Nos hemos vuelto todos consumidores adictos de miedo envasado al vacío; es lo único, creo, que ha bajado de precio y que está de oferta. Tenemos incluso raciones individuales de temor atroz congeladas en la cocina para el caso de una eventual emergencia por si escasean las existencias. Han atrofiado los pocos recursos de valentía que adornaban, aunque fuera superficialmente, nuestras biografías personales. Cada día que pasa ingerimos mayores porciones de pánico social como la vieja de pueblo que confunde en un cóctel explosivo al asesino de Marta del Castillo con el que puso las bombas en Boston y que piensa que Julián Muñoz y Luis Bárcenas son compinches de hecho.

Estamos interiorizando tanto miedo injustificado que las reservas de dignidad se están agotando.
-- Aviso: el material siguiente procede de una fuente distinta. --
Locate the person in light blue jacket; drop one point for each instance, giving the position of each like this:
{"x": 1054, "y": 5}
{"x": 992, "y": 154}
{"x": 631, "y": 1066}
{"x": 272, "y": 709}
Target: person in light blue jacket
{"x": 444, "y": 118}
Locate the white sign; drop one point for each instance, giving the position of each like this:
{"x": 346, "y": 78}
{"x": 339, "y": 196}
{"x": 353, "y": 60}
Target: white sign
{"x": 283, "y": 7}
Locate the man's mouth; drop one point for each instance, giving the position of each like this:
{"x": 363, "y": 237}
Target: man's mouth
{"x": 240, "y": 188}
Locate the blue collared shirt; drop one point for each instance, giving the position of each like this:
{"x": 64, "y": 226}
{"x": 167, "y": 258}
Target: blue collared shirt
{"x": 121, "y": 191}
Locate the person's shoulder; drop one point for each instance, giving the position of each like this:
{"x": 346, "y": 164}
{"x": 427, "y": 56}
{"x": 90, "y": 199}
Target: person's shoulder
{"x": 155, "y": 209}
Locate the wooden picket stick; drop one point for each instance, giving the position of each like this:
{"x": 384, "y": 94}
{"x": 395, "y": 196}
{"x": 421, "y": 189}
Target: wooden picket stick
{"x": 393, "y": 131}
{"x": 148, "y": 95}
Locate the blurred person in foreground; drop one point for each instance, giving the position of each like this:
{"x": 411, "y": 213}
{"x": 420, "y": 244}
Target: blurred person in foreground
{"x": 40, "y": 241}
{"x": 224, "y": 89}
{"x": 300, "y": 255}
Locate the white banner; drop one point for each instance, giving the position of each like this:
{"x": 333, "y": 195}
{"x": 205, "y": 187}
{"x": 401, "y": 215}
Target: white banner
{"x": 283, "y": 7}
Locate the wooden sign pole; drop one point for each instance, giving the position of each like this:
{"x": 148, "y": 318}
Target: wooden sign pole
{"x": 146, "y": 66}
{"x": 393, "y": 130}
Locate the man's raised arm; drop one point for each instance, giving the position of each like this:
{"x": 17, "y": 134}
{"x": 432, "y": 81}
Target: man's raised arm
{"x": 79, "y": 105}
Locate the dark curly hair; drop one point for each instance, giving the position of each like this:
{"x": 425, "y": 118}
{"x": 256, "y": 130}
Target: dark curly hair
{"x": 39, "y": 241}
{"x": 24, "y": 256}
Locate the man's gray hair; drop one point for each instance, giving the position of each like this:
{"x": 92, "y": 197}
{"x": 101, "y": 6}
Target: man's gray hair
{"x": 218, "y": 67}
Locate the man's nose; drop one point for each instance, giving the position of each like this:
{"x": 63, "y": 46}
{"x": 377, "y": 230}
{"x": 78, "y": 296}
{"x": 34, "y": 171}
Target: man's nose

Tenemos miedo a la violencia verbal de algunos políticos que dicen que nos oponemos a nuestro propio bienestar y que nos resistimos a un futuro de prosperidad tras el pago de los fastos atrasados. Nos quieren hacer creer que todo lo malo que ocurre a nuestro alrededor es por nuestro bien. Sus artimañas de manipulación son peores que una película de terror del Festival de Sitges.

Convivimos con aprensión, con miedo al despido, a la rebaja salarial, al incremento de la jornada laboral o a que un allegado se quede de patitas en la calle, aunque le paguen un finiquito diferido. Fue ese mismo espanto a la intemperie el que hizo que muchos jovencitos empleados de banca endosaran preferentes a viejetes semianalfabetos. Tememos al desahucio laboral porque sabemos que no existe el más allá; sólo la movilidad exterior forzada.

Al salir a la calle lo hacemos con la ropa interior impregnada de miedo. Tenemos pavor añadido a rompernos algo como el rey o a pillar una enfermedad crónica. Estamos asustados ante un gasto imprevisto, a que no nos alcance para la hipoteca, a que nos fundan los ahorros a lo chipriota, a que nos pidan el DNI por subversivos o a nuevos recortes. Todos hemos prendido fuego a lo bonzo a muchas ilusiones en este tiempo. Cada reunión del Ecofin, cada estornudo de Mario Draghi o cada elección en un land alemán aumenta la sobredosis de temor. Nos hemos vuelto rematadamente cobardes.

Tenemos un amplio surtido de miedos. Algunos irracionales y otros plenamente justificados: como la prevención ante una pandilla de gobernantes que ejercen una gestión pública repleta de favores a terceros. Nos tienen tomada la medida: tenemos miedo a una sociedad crítica y nuestro desasosiego se refugia en una eliminatoria de Champions, un paseo matinal en chándal para combatir el sobrepeso o engullendo como posesos televisión para retroalimentar todavía más nuestros abundantes miedos.

Luego resulta que, paradójicamente, según González Pons, los que se sienten acosados son los políticos a los que les canta una serenata reivindicativa bajo el balcón de su casa un puñado de activistas disconformes que se han despojado durante unos minutos de la careta del miedo. ¡Nosotros sí deberíamos estar hartos! Por lo pronto, mañana mismo, para sentirme un poco más seguro, voy a pedir a un juez como Dios manda que dicte una orden de alejamiento al Gobierno que me maltrata. Sus próximas medidas salvadoras las quiero bien lejos, a medio kilómetro por lo menos.